Buenas noticias · 2026-09-08
Volver a estudiar con hijos chicos: cómo lo logran quienes lo hacen

Estudiar de noche, con la mesa llena de cuadernos ajenos y el cansancio encima. Hay estrategias que se repiten en todas esas historias.

Terminar un estudio interrumpido con hijos chicos en casa parece imposible desde afuera, y sin embargo mucha gente lo hace. Estudian de noche, con la mesa todavía llena de migas, o de madrugada antes de que se despierte nadie. Las historias cambian en los detalles y coinciden bastante en el método.

La primera coincidencia es que empiezan con poco. No se anotan en una carrera completa: hacen una materia, un curso corto, un examen pendiente. Ese primer logro chico es lo que sostiene todo lo demás, porque devuelve algo que suele estar perdido después de años sin estudiar: la confianza en que se puede.

La segunda es que encuentran su horario real, no el ideal. Hay quienes rinden mejor a las cinco de la mañana y quienes solo pueden a las diez de la noche. Insistir con un horario que no funciona genera tres semanas de culpa y un abandono. Probar dos o tres franjas durante un mes es más útil que cualquier plan perfecto en papel.

La tercera es que negocian con la casa. Un acuerdo explícito con la pareja o con la familia sobre dos tardes por semana, con horarios y tareas definidas, funciona mucho mejor que la vaga expectativa de que alguien va a colaborar. Cuando el estudio no está en el calendario familiar, es lo primero que se cae.

La cuarta es que aprovechan tiempos muertos. Audios de clase mientras se cocina, resúmenes leídos en el transporte, tarjetas de repaso en el bolsillo para la sala de espera. Nadie construye un título con esos minutos sueltos, y sí alcanzan para mantener el tema fresco entre una sesión de estudio y la siguiente.

La quinta es que buscan compañía. Un grupo de mensajes con otros estudiantes en la misma situación, aunque sean tres personas, cambia la experiencia.
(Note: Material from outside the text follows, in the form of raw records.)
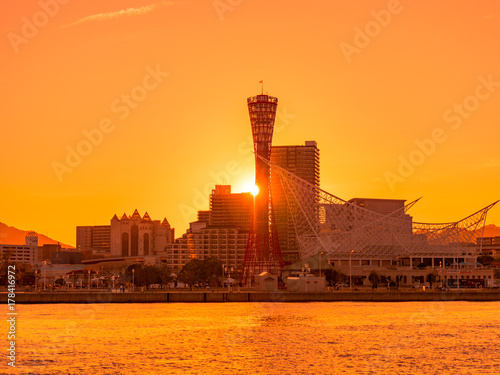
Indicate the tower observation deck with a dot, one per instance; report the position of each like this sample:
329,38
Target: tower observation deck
263,250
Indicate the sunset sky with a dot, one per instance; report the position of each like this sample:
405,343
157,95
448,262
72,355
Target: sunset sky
401,96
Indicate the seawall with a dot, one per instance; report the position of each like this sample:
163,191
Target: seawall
246,296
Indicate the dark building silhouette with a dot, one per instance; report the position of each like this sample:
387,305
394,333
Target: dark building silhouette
303,161
263,249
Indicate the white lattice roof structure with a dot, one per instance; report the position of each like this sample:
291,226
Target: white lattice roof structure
326,223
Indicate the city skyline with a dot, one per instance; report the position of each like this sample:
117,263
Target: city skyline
399,110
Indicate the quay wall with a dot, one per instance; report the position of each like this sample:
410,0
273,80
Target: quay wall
248,296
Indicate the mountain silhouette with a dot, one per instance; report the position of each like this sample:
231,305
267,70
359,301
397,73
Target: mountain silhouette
14,236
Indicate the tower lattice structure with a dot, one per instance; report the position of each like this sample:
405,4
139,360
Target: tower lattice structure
263,252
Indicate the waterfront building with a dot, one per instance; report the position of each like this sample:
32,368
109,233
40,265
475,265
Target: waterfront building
263,252
221,232
94,239
26,253
488,245
303,161
133,236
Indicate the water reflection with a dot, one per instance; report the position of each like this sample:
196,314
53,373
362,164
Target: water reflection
267,338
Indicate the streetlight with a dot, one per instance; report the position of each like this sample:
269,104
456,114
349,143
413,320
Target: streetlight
350,269
320,263
133,280
44,273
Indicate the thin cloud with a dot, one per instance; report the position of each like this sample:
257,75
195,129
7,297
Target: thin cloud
130,12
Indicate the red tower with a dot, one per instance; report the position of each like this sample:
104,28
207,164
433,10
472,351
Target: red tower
263,250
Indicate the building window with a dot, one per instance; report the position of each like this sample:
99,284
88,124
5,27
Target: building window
146,243
124,244
134,240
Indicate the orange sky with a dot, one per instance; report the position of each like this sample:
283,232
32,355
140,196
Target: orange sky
366,100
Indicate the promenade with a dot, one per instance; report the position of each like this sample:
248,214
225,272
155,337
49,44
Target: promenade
222,295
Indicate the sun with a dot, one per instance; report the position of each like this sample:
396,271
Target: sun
254,190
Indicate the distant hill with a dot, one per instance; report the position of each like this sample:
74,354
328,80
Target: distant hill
14,236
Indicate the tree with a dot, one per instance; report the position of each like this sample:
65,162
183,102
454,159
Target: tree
374,278
485,260
191,272
201,271
333,277
496,273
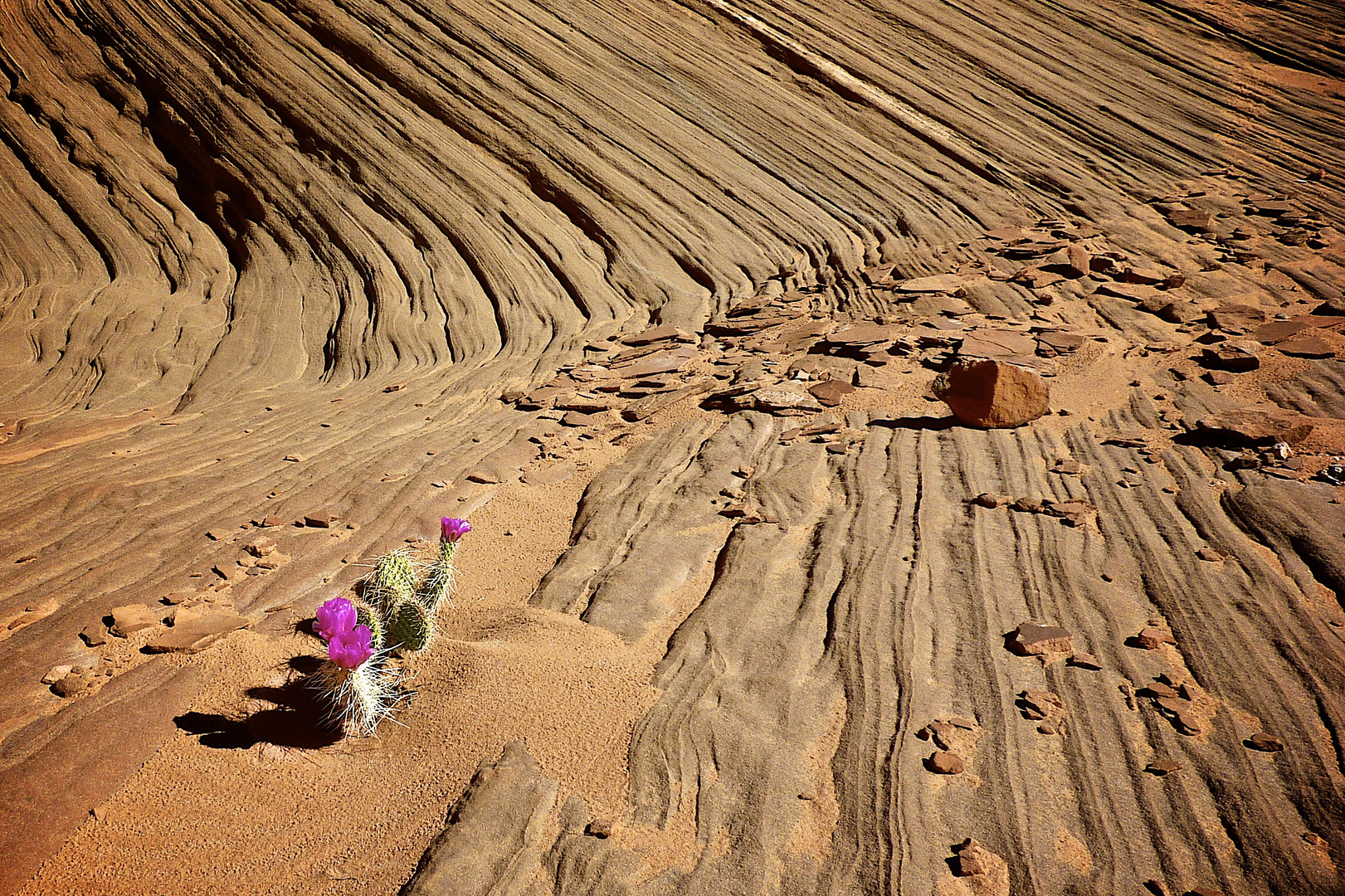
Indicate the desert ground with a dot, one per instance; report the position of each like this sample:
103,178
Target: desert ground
670,302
Sirve para resolver dudas y sobre todo para no sentirse el único que está haciendo algo raro a una edad en que se supone que ya no toca.

También hay un beneficio que casi todos mencionan y pocos anticipan: los hijos ven estudiar. Crecen con la imagen de un adulto sentado con un cuaderno, subrayando y volviendo a intentar un ejercicio que salió mal. Esa escena repetida enseña bastante más que cualquier discurso sobre la importancia de la educación.

Ninguna de estas historias es una línea recta. Hay semestres perdidos, exámenes postergados y meses enteros sin abrir un libro. Lo que tienen en común quienes llegan al final es que volvieron a empezar varias veces, y que no confundieron una pausa con una renuncia.